For years, artists and art historians have been familiar with hidden messages lodged within paintings. The well-known and much-admired art historian Anthony Blunt (who in 1979 was exposed as a former Soviet spy and whose biography has been brilliantly written by Miranda Carter) had a gift for decoding such disguised messages. Today, intelligence officials must pore over photographs posted on the Internet, because al-Qaida terrorists are apparently using digital images to communicate with one another. Hiding orders and information in photographs is known as steganography and can, for example, be compared to watermarks you might find on paper, only far less visible. As Gina Kolata explains:

The idea of steganography is to take advantage of the fact that digital files, like photographs or music files, can be slightly altered and still look the same to the human eye or sound the same to the human ear. The only way to spot such an alteration is with computer programs that can notice statistical deviations from the expected patterns of data in the image or music. Those who are starting to look for such deviations say that their programs are as yet imperfect but that, nonetheless, some are finding widespread use of steganography on the Internet. For national security reasons some of these experts do not want to reveal exactly what they find, and where.
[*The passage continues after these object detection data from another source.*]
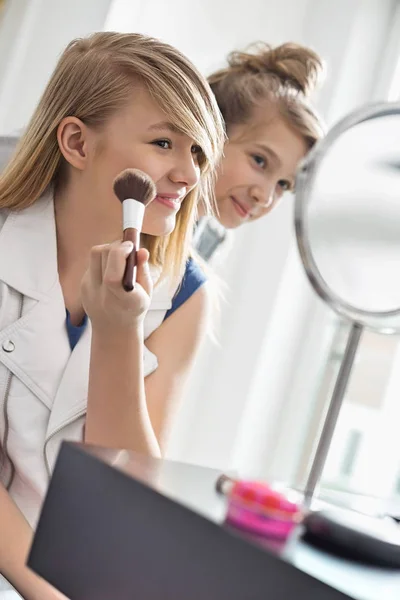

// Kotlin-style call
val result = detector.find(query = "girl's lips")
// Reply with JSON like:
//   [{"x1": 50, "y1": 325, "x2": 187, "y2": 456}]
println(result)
[
  {"x1": 154, "y1": 194, "x2": 181, "y2": 210},
  {"x1": 231, "y1": 196, "x2": 250, "y2": 219}
]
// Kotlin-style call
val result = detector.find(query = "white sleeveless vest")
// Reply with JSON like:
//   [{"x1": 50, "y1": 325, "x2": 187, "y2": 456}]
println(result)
[{"x1": 0, "y1": 195, "x2": 177, "y2": 527}]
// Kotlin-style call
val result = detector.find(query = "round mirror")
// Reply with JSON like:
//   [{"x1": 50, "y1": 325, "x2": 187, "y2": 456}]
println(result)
[
  {"x1": 295, "y1": 104, "x2": 400, "y2": 503},
  {"x1": 295, "y1": 104, "x2": 400, "y2": 333}
]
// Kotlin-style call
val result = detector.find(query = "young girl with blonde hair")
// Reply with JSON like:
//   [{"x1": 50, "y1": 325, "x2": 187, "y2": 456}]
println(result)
[{"x1": 0, "y1": 33, "x2": 224, "y2": 600}]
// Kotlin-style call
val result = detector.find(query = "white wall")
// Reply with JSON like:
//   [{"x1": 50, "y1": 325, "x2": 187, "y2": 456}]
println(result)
[
  {"x1": 165, "y1": 0, "x2": 394, "y2": 481},
  {"x1": 0, "y1": 0, "x2": 111, "y2": 135}
]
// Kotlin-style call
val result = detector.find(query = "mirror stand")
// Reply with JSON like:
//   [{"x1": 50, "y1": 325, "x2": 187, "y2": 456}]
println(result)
[{"x1": 304, "y1": 323, "x2": 363, "y2": 508}]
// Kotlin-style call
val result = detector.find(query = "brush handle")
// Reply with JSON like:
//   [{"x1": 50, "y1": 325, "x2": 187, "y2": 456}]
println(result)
[{"x1": 122, "y1": 227, "x2": 140, "y2": 292}]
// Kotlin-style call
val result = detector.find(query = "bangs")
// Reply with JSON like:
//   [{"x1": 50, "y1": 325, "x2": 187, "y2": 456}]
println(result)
[{"x1": 146, "y1": 82, "x2": 225, "y2": 173}]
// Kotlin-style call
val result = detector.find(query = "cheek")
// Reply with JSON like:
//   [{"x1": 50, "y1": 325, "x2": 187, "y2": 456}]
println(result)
[
  {"x1": 216, "y1": 155, "x2": 252, "y2": 195},
  {"x1": 142, "y1": 202, "x2": 176, "y2": 236}
]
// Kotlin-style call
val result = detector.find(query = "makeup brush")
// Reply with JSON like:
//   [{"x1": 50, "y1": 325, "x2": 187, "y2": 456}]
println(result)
[{"x1": 113, "y1": 169, "x2": 157, "y2": 292}]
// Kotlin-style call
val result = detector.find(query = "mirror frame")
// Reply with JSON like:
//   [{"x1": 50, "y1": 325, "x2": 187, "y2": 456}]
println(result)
[{"x1": 294, "y1": 102, "x2": 400, "y2": 334}]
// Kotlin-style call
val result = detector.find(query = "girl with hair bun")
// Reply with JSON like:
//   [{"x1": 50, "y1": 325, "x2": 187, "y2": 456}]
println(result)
[{"x1": 196, "y1": 43, "x2": 323, "y2": 260}]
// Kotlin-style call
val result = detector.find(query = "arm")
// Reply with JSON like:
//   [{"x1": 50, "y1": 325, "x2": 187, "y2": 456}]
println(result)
[
  {"x1": 82, "y1": 242, "x2": 160, "y2": 456},
  {"x1": 0, "y1": 484, "x2": 66, "y2": 600},
  {"x1": 82, "y1": 243, "x2": 209, "y2": 456},
  {"x1": 145, "y1": 283, "x2": 211, "y2": 448}
]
Al-Qaida might not only be using computer files, however. Indeed, Osama Bin Laden's TV appearances since Oct. 7 may convey hidden messages of their own. In a letter published by the Daily Telegraph, Rob Welham writes: "If it is feared that Osama bin Laden is sending 'secret messages' by way of his television appearances, one wonders what the significance is of the following. On his first appearance after the attacks on Afghanistan, he wore his watch with the face uppermost. In the most recent broadcast his watch had changed sides. He had, in addition, acquired a gold ring on the third finger of his right hand." What, however, is the significance of such alterations?